The results have showed that our ANN can precisely estimate the risk of breast cancer by using a dataset that contains demographic data and mammographic features. Similar to other ANN models presented in the literature, our ANN has the potential to aid radiologists in classifying patients. When compared with the previous models developed by our research team (a Bayesian network), the discrimination performance of our ANN was slightly higher (ANN AUC, 0.955; Bayesian network AUC, 0.940)(Rezaianzadeh et al., 2016). Our results must be viewed with some caution with respect to their generalizability because significant variability has been observed in the interpretive performance of screening and diagnostic mammography. In the present study, an ANN breast cancer risk estimation model was constructed based on 1,1850 screened cases referred to Shahid Motahhari breast clinic affiliated to Shiraz University of Medical Sciences between 2004 and 2012 to aid physicians in breast cancer diagnosis. The results demonstrated that the ANN could perform well in estimating the probability of malignancy, and improve the positive predictive value (PPV) of the decision to perform biopsy. Using a computer-assisted detection program as a second reader has been shown to improve sensitivity in the screening setting (Freer and Ulissey, 2001). However, given our present results, our ANN had the potential to be used as a decision-support tool that could help underperforming practitioners improve the PPV of biopsy recommendations. Our model reinforced the previously known mammography predictors of breast cancer; i.e., irregular mass shape, speculated mass margins, micro calcifications, and breast density (Chhatwal et al., 2009).
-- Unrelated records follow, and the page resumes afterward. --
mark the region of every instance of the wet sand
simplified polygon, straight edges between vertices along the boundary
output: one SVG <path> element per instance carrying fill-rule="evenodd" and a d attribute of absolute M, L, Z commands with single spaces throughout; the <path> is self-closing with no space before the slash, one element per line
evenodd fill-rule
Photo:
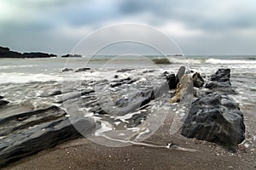
<path fill-rule="evenodd" d="M 144 142 L 163 146 L 171 142 L 197 151 L 143 145 L 107 147 L 78 139 L 10 163 L 3 169 L 256 169 L 254 153 L 243 144 L 232 153 L 216 144 L 187 139 L 178 132 L 171 136 L 170 122 L 172 117 L 167 117 Z"/>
One of the limitations of this study was a retrospective analysis using registered data. This limit the external validity of the results, thus, future testing in a larger population is recommended. Breast Imaging-Reporting and Data System (BI-RADS) categories were not assessed in the present study, due to lack of the technology in our center. Adding BI-RADS, can improve the model’s performance (Lo et al., 2002). In conclusion the authors’ ANN could effectively discriminate benign masses from malignant ones.